You need also to know that this was not the struggle of just one person. Two people struggled throughout all of this. At different levels, and in different ways, two people who were anchors for each other suffered. Without Jim, Susan would almost certainly have spent these last two years in a nursing home, which is not what she wanted; without Jim, she would not in these last few weeks have had the excitement and pleasure and anticipation of planning — and of course, with Laura Ashley, decorating — the new home which she hoped to move into sometime late this month or early next month. The last words she spoke in this world were to him as he went off to work Monday morning; and only two or three hours later, instead of one more big hospital fight, she died, in her own bed, asleep, covers straight and unmussed, with a little smile on her face and the cat actually curled up, snoozing and serenely content at her feet. Oh Susan, you always were so artful!

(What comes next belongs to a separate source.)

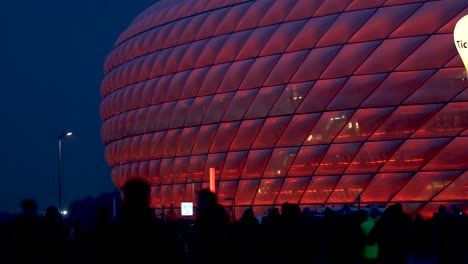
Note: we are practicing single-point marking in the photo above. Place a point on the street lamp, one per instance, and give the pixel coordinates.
(67, 134)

Linda Leas recently told my wife that Susan said to her a year or so ago, "I want a Catholic funeral; I want a full church; and I want everyone to bawl their eyes out!" I don’t know that we can give her quite all of that, but I would like us to end this eulogy in a special kind of unison. 

In the Romance language family, we all know the Spanish word for "good-bye": adios. And if you break adios into its component parts, it becomes a ("to") -dios ("God"). Now there is a French cognate to adios—looks and sounds almost the same — and the French word, which most of you also know, carries the same double meaning: "good-bye" and "to God." Since part of Susan’s ample heart always was in Paris, when I give this sign, let us end this eulogy together, in the French. She would have liked that. So, sweet, tough, Susan, we bid you… Adieu! Adieu! Sleep well, my dear; sleep well.